Ce qui est significatif, c’est que les noms particuliers d’autres branches, bien que très différens, concordent avec cette haute idée que nos pères avaient d’eux-mêmes. Ainsi les Goths du temps de l’empire romain semblent identiques aux Gètes, connus antérieurement, et ces deux noms veulent dire « gens de naissance, » ou « d’excellence. » Les Daces, ancêtres des Danois, sont les « brillans, les glorieux. » Le nom des Slaves, bien que dérivé d’une tout autre racine, exprime aussi l’idée de gloire, de renommée.
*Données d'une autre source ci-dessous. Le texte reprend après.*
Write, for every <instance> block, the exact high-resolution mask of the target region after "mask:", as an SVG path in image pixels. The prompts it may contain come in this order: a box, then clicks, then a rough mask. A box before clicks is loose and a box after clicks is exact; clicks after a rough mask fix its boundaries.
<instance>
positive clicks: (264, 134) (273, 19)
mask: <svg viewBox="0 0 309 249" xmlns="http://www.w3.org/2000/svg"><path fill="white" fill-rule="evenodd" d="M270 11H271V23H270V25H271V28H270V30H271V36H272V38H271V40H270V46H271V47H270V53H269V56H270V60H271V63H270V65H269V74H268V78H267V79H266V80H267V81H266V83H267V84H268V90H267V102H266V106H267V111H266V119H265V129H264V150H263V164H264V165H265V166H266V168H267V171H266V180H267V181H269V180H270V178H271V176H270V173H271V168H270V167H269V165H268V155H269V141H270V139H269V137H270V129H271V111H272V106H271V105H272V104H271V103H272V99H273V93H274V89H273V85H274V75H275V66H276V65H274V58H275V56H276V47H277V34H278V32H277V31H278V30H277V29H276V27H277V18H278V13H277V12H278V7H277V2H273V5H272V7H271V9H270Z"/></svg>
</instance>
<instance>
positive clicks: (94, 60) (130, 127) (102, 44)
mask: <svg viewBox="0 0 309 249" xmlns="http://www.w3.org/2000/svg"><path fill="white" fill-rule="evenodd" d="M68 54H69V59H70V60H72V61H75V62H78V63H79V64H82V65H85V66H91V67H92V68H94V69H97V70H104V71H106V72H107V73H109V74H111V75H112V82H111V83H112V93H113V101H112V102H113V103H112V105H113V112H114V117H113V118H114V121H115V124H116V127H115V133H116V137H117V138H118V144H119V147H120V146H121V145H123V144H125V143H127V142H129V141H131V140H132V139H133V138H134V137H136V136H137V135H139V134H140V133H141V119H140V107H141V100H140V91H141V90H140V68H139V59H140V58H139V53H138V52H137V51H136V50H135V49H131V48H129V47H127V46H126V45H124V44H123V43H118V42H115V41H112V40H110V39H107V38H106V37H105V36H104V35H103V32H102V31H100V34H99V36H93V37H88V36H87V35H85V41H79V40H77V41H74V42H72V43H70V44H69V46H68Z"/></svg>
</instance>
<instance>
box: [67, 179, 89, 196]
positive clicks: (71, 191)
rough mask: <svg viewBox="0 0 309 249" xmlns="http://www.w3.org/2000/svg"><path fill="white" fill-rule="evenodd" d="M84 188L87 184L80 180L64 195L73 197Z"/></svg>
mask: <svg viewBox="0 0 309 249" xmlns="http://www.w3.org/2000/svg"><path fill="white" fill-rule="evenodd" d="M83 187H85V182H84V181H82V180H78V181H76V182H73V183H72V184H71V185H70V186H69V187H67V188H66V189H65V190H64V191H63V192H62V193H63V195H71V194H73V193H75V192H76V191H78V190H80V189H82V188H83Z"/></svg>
Le nom mystérieux de Iavan, que la Bible donne aux Grecs, qui se retrouve dans les Iafones, plus tard Iaones ou Ioniens, s’éclaire d’une manière inattendue quand on sait qu’il se rattache aux noms sanscrits et zends qui signifient jeunes ou plutôt défenseurs de la famille ou du pays, car, Varron l’a fort bien dit, juvenis, jeune, vient de juvare, et désigne celui qui est arrivé à l’âge où il peut protéger et défendre. Un tel nom aura parfaitement convenu à la fraction qui, placée à la frontière, était spécialement appelée à la défendre contre les incursions des hordes hostiles. Cette branche, en se détachant du tronc commun, a conservé ce nom comme un titre d’honneur.

Il faut observer que les inductions que l’on peut tirer des noms donnés par les peuples aryens aux saisons nous confirment dans la supposition que le peuple aryen primitif a vécu sous une latitude tempérée. Dans l’Aryane, les saisons étaient bien distinctes, l’hiver particulièrement rude, car c’est la saison dont le nom concorde le plus dans toutes les branches de la famille. Ces détails se rapporteraient

  1. Cette signification du mot arya a été contestée à tort par M. Max Müller, qui préférerait voir dans ce mot le sens d’agriculteur (de la racine ar prise dans le sens de labourer, comme dans le latin arare), comme si nos ancêtres se fussent distingués primordialement à titre de peuple sédentaire et agricole des hordes nomades dont ils étaient environnés. Cela est d’autant moins admissible que précisément les deux branches hindoue et iranienne, à qui nous devons la conservation et la signification ethnique de ce mot, étaient adonnées encore presque exclusivement à la vie pastorale quand elles émigrèrent vers les contrées où elles s’établirent définitivement.